Datalink document questions

Sun May 18 06:09:08 PDT 2014

Markus, François and all, hello.

This discussion reached a natural pause for breath last month.  I now realise that the datalink session is happening simultaneously with the New Technologies session which I'm chairing, so I won't be able to join in at that point.  Therefore I'd like to add a couple of remarks here which I'd expected to add during the session.

On 2014 Apr 29, at 12:17, Markus Demleitner <msdemlei at ari.uni-heidelberg.de> wrote:

> On Mon, Apr 28, 2014 at 12:32:59PM +0100, Norman Gray wrote:
>> leaves me, at least, with an incomplete picture.  Say this
>> identifier is ivo://foo/bar or http://example.org/bar (I presume
>> the standard is agnostic about which type of URIs it's servicing), 
>> 
>>  1. Is ivo://foo/bar the identifier for the dataset, or ...
>>  2. ...the identifier for a bag of metadata about the dataset?
> 
> I'd strongly suggest it's the dataset.  I expect the standard
> identifier coming in will be the PubDID ("Dataset Identifier"), where
> already the name suggests that it's the dataset that's referenced.

That seems very sensible.  'PubDID' doesn't currently appear in the document, so that's a pointer that might be added in a future revision.

This might be the place to resolve (for example) just what PubDID is.

Francois said:

>>> in papers?  Or, in other terms, if one were to give the 'author' of
>>> ivo://foo/bar would it be referring to the scientist who generated
>>> the data, or the datacentre that assembled the {link} information?
>> The author of the dataset is the scientist.
> Yes, but the name is created by the curator, or the datacenter. PubDID is created by the curator. Two copies of the same dataset at two different data centers share the same author but have different PubDIDs.

That's not what I would have expected, nor what I'd hope the dataset identifier would identify.

It seems reasonable for those two copies to have different PubDIDs (I suppose), but that obscures the fact that they are the 'same' dataset.  Perhaps they could be called two 'instances' of the same dataset, for example.
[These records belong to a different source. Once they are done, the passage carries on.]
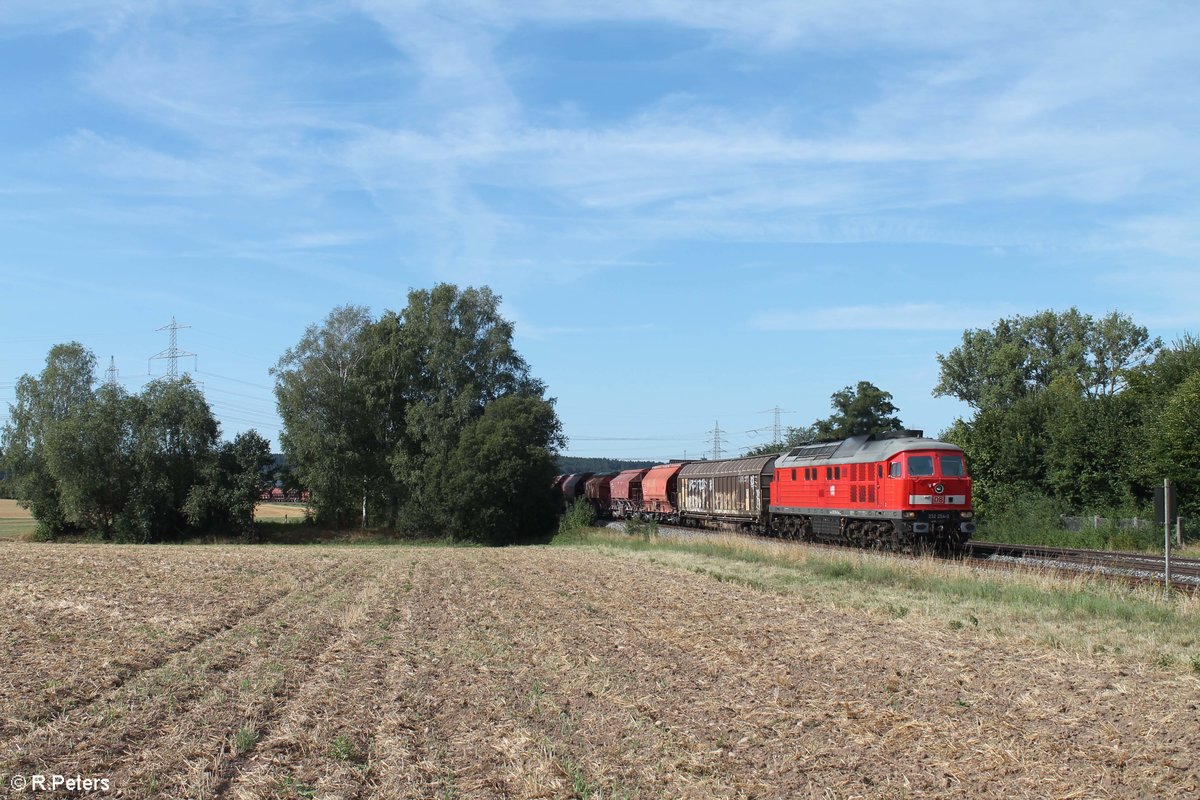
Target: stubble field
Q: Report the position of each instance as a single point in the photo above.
(352, 672)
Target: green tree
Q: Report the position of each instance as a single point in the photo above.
(501, 473)
(460, 358)
(42, 404)
(1051, 416)
(91, 459)
(1024, 355)
(226, 497)
(376, 410)
(319, 388)
(1175, 444)
(862, 409)
(175, 440)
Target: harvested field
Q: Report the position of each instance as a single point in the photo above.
(15, 522)
(353, 672)
(280, 512)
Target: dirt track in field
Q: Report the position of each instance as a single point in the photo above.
(537, 673)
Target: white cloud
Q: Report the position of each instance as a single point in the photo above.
(899, 317)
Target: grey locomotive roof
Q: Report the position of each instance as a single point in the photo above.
(755, 465)
(858, 449)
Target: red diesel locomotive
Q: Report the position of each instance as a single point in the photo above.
(894, 491)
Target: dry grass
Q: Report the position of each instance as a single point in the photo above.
(280, 512)
(16, 523)
(580, 672)
(1084, 615)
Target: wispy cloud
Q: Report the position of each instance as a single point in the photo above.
(900, 317)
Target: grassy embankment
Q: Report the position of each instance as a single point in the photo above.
(16, 523)
(1084, 615)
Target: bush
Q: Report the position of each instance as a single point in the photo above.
(580, 516)
(647, 529)
(1031, 518)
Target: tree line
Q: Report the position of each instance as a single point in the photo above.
(1069, 413)
(96, 459)
(427, 420)
(1089, 414)
(424, 420)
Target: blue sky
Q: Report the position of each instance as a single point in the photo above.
(695, 211)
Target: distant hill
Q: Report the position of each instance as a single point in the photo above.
(570, 464)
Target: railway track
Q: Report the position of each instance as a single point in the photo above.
(1133, 567)
(1139, 567)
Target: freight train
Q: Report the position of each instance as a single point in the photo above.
(895, 491)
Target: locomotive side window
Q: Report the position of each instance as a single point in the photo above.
(952, 465)
(921, 465)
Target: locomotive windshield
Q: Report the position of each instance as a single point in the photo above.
(921, 465)
(952, 465)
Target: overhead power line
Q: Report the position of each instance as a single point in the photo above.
(172, 354)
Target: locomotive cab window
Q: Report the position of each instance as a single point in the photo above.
(952, 465)
(921, 465)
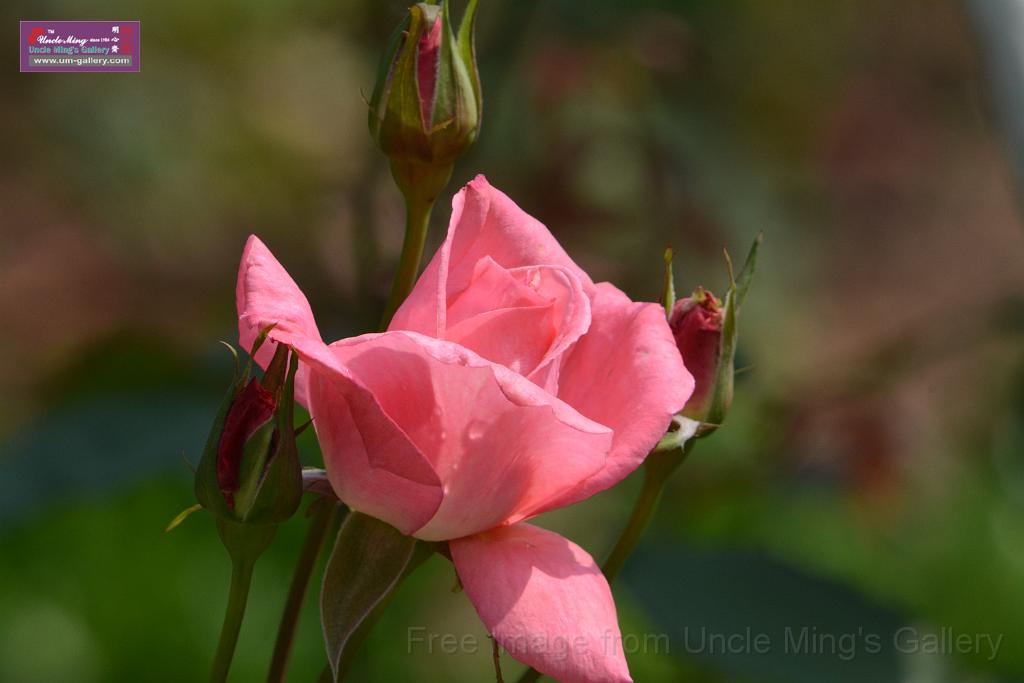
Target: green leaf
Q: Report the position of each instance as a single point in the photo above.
(181, 516)
(467, 48)
(369, 560)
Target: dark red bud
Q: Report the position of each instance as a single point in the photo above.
(251, 410)
(696, 325)
(426, 68)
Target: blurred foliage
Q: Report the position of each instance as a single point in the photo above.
(869, 474)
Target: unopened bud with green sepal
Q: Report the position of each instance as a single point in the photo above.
(250, 471)
(426, 105)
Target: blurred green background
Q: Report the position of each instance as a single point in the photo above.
(870, 477)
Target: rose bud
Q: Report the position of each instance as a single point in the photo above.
(425, 110)
(696, 324)
(250, 469)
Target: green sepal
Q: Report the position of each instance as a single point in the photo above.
(722, 394)
(369, 560)
(274, 491)
(207, 488)
(669, 284)
(467, 48)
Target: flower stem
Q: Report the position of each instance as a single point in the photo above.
(420, 184)
(318, 527)
(242, 573)
(657, 468)
(496, 654)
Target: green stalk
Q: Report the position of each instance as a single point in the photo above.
(242, 573)
(420, 184)
(318, 527)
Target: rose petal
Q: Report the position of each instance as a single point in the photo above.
(372, 464)
(625, 373)
(484, 223)
(545, 600)
(499, 443)
(265, 295)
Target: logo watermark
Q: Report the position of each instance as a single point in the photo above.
(80, 46)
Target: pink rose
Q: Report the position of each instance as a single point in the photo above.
(508, 384)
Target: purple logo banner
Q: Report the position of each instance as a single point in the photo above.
(81, 46)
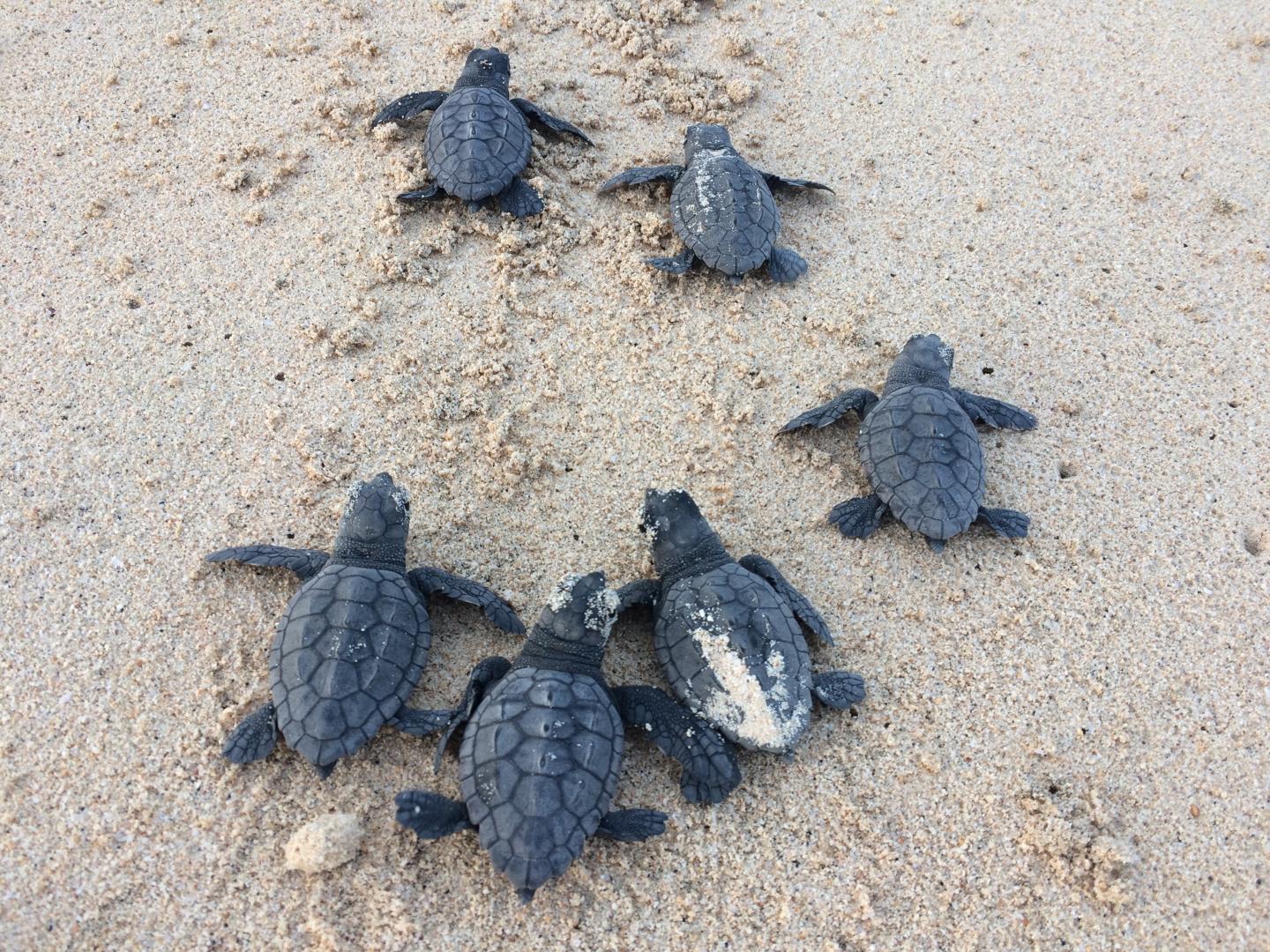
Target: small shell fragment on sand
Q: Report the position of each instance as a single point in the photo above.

That seems to fit naturally in with...

>> in papers?  Or, in other terms, if one were to give the 'author' of
>> ivo://foo/bar would it be referring to the scientist who generated
>> the data, or the datacentre that assembled the {link} information?
> 
> The author of the dataset is the scientist.  The publisher metadata
> occurs in the registry record of the datalink service, if people care
> to create one.

The scientist doesn't care which datacentre is distributing the data.  Also, since we find ourselves automatically talking about _the_ dataset, singular, then the intuition is surely that this thing should have a single name.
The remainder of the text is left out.